Another drawback to the 2D gameplay in 3D levels is that, occasionally, you're in a room where there's a staircase clearly rendered in the background, but you can't walk up the stairs. To progress upward, you have to jump from landing to landing, which can ruin your immersion by reminding you that you're playing a game.

Fortunately, these minor annoyances don't take away from what is ultimately a classic, non-linear side-scrolling good time. Shadow Complex has that rare quality that makes it difficult to stop playing. The result is a game that's not just one of the best games on the Xbox Live Arcade, but one of the best games on the Xbox 360 period. The game is good enough to be sold as a full-price retail box game. At the $15 asking price on the Xbox Live Arcade, there's simply no reason you shouldn't play it.

Final Score: A+


science412 said...

I'm with you, bro... I love this game! It's fun, it looks incredible and it's hard to believe that it's a Live Arcade game. My only gripe is that I don't have more time to play it.

Joe said...

Excellent game. I just finished it playing it in about 5 sessions. That's pretty good considering the way I play games.

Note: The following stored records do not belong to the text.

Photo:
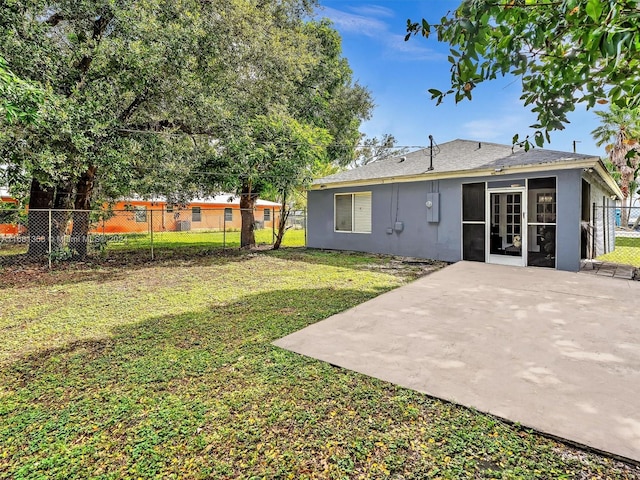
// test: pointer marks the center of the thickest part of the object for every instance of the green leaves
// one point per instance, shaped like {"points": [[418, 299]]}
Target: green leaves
{"points": [[565, 53], [594, 9]]}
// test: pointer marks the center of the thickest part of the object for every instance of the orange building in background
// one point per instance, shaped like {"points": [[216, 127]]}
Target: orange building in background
{"points": [[8, 228], [221, 212]]}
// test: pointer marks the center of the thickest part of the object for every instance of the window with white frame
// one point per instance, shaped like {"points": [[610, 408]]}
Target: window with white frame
{"points": [[196, 214], [140, 214], [353, 212]]}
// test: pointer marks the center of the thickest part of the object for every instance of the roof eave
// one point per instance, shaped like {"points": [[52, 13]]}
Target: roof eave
{"points": [[592, 162]]}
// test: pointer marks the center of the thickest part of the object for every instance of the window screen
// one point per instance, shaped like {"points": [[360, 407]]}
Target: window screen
{"points": [[353, 212], [473, 198], [196, 214]]}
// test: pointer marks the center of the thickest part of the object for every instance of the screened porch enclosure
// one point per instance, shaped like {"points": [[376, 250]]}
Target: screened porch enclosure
{"points": [[512, 224]]}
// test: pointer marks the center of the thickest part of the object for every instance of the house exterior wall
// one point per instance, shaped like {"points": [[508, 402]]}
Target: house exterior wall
{"points": [[405, 202]]}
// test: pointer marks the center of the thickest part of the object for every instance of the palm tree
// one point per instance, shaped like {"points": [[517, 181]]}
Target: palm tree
{"points": [[620, 133]]}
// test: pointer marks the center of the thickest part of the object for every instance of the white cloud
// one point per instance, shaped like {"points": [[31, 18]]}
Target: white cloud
{"points": [[373, 10], [366, 22], [354, 23], [491, 128]]}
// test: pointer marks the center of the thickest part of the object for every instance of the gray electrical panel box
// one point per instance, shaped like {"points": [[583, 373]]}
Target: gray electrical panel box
{"points": [[433, 207]]}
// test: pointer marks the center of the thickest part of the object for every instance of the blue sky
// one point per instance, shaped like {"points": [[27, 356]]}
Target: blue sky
{"points": [[398, 74]]}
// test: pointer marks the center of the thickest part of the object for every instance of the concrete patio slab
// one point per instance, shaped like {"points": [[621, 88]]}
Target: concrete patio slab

This is the new generation of Metroid games. It is very interesting to see a game designed like this from an American developers' standpoint.

This game also shows how games have become more mainstream gamer friendly. With Metroid you would always get stuck, not sure where to go. There were many secrets.

I really like the blue line since that takes all confusion away and I can simply enjoy the game.

A really fun game, I found about 75% of the items. I know that I won't collect 100%. I wish there were some warp points to move about the map quicker to pick up the items. Too much time/bother to go across the entire map to find the rest.

But, not a big deal. Great experience and I hope this is a continuing trend for xbox arcade games.